O julgamento no Supremo Tribunal Federal (STF) sobre a regra que eliminou o "voto de qualidade" no Conselho Administrativo de Recursos Fiscais (Carf) foi suspenso pela segunda vez, desta vez por um pedido de vista do ministro Alexandre de Moraes. A primeira "pausa" foi em abril, quando o ministro Luís Roberto Barroso pediu mais tempo para estudar a ação.
Na ocasião, o relator do caso, Marco Aurélio Mello, já havia votado para derrubar a nova norma. A análise então foi retomada na sexta-feira, 18, com o voto de Barroso, que empatou o julgamento ao votar pela constitucionalidade da emenda que pôs fim à antiga regra de desempate no Carf. No mesmo dia, no entanto, Moraes pediu vista, e ainda não há data para a deliberação ser retomada.
A novidade, em vigor desde abril do ano passado, foi questionada em três ações no STF, uma delas de autoria da Procuradoria-Geral da República (PGR).
Durante a tramitação no Congresso, uma emenda foi incluída no texto de uma medida provisória que tratava da negociação extrajudicial de créditos tributários existentes e constituídos. Na prática, o dispositivo mudou radicalmente a atuação do Carf, o que foi mantido pelo presidente Jair Bolsonaro na sanção do texto.
Segundo a lei, em caso de empate no julgamento de processo administrativo de determinação e exigência do crédito tributário, resolve-se em favor do contribuinte. Com isso, acaba o chamado "voto de qualidade", que, até então, permitia ao presidente de cada turma do Carf, sempre um representante da Fazenda Nacional, desempatar os julgamentos.
Relator do caso, o ministro Marco Aurélio Mello votou para derrubar o artigo que barra a aplicação do voto de qualidade nesses casos. A critica do ministro foi direcionada ao fato de a regra ter sido inserida durante as discussões da MP, mesmo sem relação direta entre o texto da medida e a inovação decidida pelos parlamentares – o que é conhecido como "jabuti".
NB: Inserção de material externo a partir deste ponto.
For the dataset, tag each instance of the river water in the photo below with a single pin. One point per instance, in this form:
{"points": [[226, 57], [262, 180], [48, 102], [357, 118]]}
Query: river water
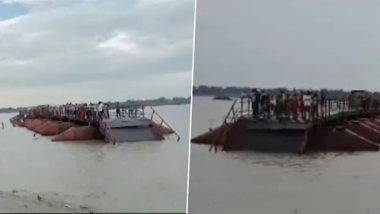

"Não há conexão da matéria com o texto original. O cenário é de molde a reconhecer a crise legislativa há tempos existente na frágil democracia brasileira, marcada pela opção por atalhos à margem da Constituição Federal – o que, na quadra vivenciada, tem se mostrado regra, e não exceção", alertou Marco Aurélio.
Barroso, no entanto, divergiu do decano. O ministro reconheceu que o STF não admite a prática da inserção de "jabutis" nas matérias legislativas, mas avaliou que neste caso existiria "dúvida razoável" sobre a pertinência temática entre a MP e a emenda parlamentar. Por isso, para o ministro, a necessidade de se discutir a regra em si seria mais importante do que o debate sobre a norma ser ou não um "jabuti".
"A caracterização do que sejam acréscimos impertinentes ainda se encontra em construção, fora das zonas de certeza positiva e negativa. No caso presente, todavia, considero ainda mais relevantes as dúvidas quanto à constitucionalidade da admissão ampla do voto de qualidade nos julgamentos do CARF", disse Barroso para, no mérito, declarar a nova norma constitucional.
O ministro anotou que o voto de qualidade num órgão como o Carf gera uma distorção. "O que se tem é a prevalência do entendimento de um julgador (representante da Fazenda) em relação aos demais. Isso é particularmente sensível no caso do CARF, porque, diferentemente de outros órgãos de contencioso administrativo, a sua competência recai sobre controvérsias em que há um interesse direto da Administração Tributária", afirmou Barroso.
O ministro ainda propôs em seu voto que o STF fixe uma tese no julgamento. A proposta de Barroso define como constitucional a extinção do voto de qualidade do presidente das turmas julgadoras do Carf, significando o empate decisão favorável ao contribuinte. Nessa hipótese, no entanto, a Fazenda Pública poderá ajuizar ação para tentar restabelecer o lançamento tributário.